La jeune femme sent un tremblement l’envahir et d’une voix sourde, les joues écarlates elle répond.
— Non… Je… d’accord… — ajoute elle dans un souffle.
— OK ! On est bien d’accord, tu veux que je te défonce la rondelle avec ma queue ? Dis-le !
— Je….oui….l’avoir dans….dans le cul !
Claudia est au comble de l’excitation, et se caresse les seins.
— Hé attends moi pour jouir salope ! Laisse ta porte ouverte et attends moi à quatre pattes sur ton pieu, cul tendu ! J’arrive !
Il raccroche et Claudia laisse tomber le combiné, nerveuse. Puis guidée par son plaisir elle court jusqu’à la porte qu’elle entrebâille. Puis la peur au ventre elle alla dans sa chambre et selon les instructions de Mourad, elle se mit à quatre pattes, le cul exagérément cambré, offert face à la porte.
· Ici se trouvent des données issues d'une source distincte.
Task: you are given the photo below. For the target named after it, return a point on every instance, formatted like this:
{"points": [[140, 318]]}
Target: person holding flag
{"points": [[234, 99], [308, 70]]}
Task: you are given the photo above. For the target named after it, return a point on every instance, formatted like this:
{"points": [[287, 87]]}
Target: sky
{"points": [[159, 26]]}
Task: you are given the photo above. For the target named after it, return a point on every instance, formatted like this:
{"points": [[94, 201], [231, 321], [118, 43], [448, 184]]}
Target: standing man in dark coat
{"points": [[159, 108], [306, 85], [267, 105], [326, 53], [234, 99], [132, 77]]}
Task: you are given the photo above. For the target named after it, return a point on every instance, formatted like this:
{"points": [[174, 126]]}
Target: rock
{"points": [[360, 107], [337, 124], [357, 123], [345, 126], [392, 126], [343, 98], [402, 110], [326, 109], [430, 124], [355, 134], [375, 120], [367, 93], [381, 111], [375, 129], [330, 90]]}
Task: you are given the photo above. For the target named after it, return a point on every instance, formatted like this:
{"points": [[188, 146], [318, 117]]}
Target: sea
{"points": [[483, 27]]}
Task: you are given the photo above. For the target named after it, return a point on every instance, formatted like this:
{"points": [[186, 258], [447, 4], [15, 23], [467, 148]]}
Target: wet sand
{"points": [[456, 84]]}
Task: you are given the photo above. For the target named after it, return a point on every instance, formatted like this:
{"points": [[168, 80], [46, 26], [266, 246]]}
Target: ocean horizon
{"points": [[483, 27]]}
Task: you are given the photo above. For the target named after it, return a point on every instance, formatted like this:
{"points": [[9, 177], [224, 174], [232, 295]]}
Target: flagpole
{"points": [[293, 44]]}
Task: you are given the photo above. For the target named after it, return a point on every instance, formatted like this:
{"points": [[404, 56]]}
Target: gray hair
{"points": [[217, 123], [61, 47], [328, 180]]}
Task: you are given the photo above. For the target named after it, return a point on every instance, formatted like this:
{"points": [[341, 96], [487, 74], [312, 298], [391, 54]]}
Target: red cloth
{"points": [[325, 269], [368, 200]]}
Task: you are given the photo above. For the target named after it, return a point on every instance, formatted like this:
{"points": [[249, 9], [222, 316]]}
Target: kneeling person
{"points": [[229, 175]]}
Lorsqu’elle entend la porte de l’immeuble claquer, elle ne peut résister à l’envie de se caresser le clitoris en poussant un gémissement.
L’air de la pièce était alourdi par l’odeur de femelle en chaleur qu’elle dégage. Elle entend des pas dans l’entrée et fait saillir encore plus ses fesses.
— Chérie ! C’est moi ! Je suis rentré !
Claudia, sent le sang se retirer d’elle en entendant la voix de Pierre, son mari. Elle se relève en sursaut, et affolée attrape un gilet qu’elle enfile vite, croisant les bras sur sa poitrine.
— Ah ! Tu es là ! Bonsoir !… Tu sais que tu avais laissée la porte ouverte ! Fais attention ! — lui dit-il en déposant un baiser sur son front. Il jette sa veste sur le lit et part à la cuisine se servir à boire.
Claudia, est restée immobile, incapable de parler. Mais dès qu’il a le dos tourné, elle enfile rapidement une jupe courte, n’osant prendre le temps de mettre une petite culotte et boutonne un gilet à même sa peau nue. Evidement, cela se voit qu’elle n’a pas de soutien gorge. Son mari pourrait remarquer les tétons qui pointent outrageusement sous le coton du gilet. Elle va le rejoindre, repeignée et souriante.
— Visiblement tu ne m’entendais pas si tôt ! — dit-il en désignant le peignoir qui traînait encore sur le sol et le téléphone dans un coin.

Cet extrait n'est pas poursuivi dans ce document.